I did a lot of measuring before ordering, I decided I didn't need the special SUV blocks, as I was worried it would raise it too high and would hit my garage door opener. Turns out I still have over 6" of clearance when the thing is at the highest setting. I have access to lots of scrap steel and a welding shop, so I may fab up something myself. Tires are about 3" above the floor, there's almost 20" clear under the front skidplate to roll under on a creeper, so a couple more inches would be nice.

Overall, I am pleased, and I'm glad I bought the thing (despite the minor leak, that seems to be slowing down). Would buy again! Looking forward to trying it out on other cars, like my son't little NA Miata. Any questions, let me know.
 
Ken, my eyes! That hurt to see your frame. It is beautiful up there and I know you have to drive something during the salt months but ouch. My 62 looks new by comparison. I think I would lease vehicles and trade them in without looking back every 3 years.

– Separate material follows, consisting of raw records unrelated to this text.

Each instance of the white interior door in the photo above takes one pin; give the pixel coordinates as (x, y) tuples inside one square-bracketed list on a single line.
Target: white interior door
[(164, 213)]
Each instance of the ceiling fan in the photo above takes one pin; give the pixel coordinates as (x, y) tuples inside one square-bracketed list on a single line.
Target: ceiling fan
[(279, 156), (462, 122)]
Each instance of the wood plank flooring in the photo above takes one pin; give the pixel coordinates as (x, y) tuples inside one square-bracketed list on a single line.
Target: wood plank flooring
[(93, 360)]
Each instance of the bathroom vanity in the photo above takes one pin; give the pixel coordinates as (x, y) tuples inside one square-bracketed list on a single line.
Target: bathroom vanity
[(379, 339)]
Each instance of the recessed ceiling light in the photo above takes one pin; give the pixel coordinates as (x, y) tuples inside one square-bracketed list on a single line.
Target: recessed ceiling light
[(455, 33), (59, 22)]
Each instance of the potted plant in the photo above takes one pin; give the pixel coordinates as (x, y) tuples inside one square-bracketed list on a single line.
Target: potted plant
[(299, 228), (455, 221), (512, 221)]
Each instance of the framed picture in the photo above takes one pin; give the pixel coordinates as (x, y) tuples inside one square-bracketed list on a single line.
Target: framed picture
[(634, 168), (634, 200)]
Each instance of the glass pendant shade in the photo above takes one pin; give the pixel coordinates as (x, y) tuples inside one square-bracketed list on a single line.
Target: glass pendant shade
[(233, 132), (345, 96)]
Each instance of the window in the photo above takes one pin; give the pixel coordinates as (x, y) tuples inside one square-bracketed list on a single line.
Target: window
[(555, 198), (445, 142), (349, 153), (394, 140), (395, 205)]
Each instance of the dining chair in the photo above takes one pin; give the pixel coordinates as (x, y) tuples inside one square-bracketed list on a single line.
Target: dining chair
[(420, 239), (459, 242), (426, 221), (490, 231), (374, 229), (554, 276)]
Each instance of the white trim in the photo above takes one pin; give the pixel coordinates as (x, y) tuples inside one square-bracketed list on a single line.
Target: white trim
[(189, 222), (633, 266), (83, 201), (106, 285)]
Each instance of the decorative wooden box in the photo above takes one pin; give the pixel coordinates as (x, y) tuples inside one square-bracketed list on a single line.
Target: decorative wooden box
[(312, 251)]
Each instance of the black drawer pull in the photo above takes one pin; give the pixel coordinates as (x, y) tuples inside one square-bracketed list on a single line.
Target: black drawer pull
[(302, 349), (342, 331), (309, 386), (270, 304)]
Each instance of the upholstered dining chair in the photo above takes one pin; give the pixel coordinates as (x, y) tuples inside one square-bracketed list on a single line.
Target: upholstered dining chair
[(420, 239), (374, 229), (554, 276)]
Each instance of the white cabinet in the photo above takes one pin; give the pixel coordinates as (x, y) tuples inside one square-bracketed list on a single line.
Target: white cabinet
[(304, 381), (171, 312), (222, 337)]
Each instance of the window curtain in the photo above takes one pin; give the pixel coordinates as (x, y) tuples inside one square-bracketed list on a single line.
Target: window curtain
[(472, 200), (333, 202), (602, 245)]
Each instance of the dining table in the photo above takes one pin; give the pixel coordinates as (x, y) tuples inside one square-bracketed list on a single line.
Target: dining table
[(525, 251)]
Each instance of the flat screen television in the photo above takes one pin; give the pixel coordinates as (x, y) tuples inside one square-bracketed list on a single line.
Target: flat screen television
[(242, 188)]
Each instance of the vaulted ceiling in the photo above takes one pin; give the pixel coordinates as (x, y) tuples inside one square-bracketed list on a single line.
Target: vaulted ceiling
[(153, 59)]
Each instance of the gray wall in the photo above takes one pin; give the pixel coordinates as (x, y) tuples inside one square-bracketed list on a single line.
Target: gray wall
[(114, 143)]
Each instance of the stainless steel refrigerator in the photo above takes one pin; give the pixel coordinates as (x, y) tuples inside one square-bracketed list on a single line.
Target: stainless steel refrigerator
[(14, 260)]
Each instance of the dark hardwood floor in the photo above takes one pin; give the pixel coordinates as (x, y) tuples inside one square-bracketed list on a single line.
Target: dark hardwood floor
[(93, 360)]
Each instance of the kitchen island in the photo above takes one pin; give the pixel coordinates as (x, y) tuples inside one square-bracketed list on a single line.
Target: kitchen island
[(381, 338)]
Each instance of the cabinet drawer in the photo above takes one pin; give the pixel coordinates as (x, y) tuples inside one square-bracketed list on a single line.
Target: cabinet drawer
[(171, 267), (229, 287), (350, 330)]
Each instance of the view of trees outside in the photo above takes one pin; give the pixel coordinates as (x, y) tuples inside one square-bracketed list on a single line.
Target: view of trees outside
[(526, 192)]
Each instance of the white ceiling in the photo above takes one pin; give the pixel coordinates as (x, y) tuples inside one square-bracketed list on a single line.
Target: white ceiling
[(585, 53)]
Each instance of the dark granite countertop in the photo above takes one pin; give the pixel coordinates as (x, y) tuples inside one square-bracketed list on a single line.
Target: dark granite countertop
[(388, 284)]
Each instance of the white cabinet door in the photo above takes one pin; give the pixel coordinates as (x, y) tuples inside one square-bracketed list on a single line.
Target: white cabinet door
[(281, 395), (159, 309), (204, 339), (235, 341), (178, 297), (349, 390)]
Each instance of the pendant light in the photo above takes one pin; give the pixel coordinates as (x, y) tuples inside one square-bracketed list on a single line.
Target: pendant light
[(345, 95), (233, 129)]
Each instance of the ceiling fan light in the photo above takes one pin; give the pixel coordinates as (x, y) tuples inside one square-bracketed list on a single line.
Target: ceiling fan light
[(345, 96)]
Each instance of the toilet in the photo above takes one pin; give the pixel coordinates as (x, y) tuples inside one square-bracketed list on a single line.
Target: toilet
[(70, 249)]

Sorry for my weak stomach. The lift is nice. I wonder if you can chalk lines on the floor for settings for the different vehicles showing where to place the arms and pads. Or a stencil on cardboard that you can slide under, orient by key locations, then set the arms. But then you'll probably be able to do it first time after a dozen lifts.
 
Hi Dave!

LOL... I was wondering how long it was gonna take for someone to freak out about the surface rust. It really isn't very bad, just getting started. I intentionally haven't oiled it yet, as a) I intend to put a lift on the truck this summer (hence the QuickJack) and don't want everything all slimy, and b) there is a local place near my house that does oiling, and they say their recipe actually sticks better on steel that has a little surface rust here and there, they recommended I wait another year. So it will get a treatment this Fall, and be fine.
 
Another update. New part arrived the either day from BendPak, very easy to swap, leak is fixed.

It takes awhile to get this thing sorted the first time you lift a vehicle, where to put the blocks, where to position the lifting stands, etc. But it really works well. I'm gonna make some patterns and put marks on the stands where to put everything, to make it to faster in the future. I used my table saw to cut a slice through the center of each block do it can straddle the pinch weld on other cars. Thinking about making some custom blocks for the Cruiser to get another inch or 2 of height.

Put the pump on an old printer stand with casters, makes it much easier to move around, and gives me a place to store hoses.

Lifts the Miata like it's not even there.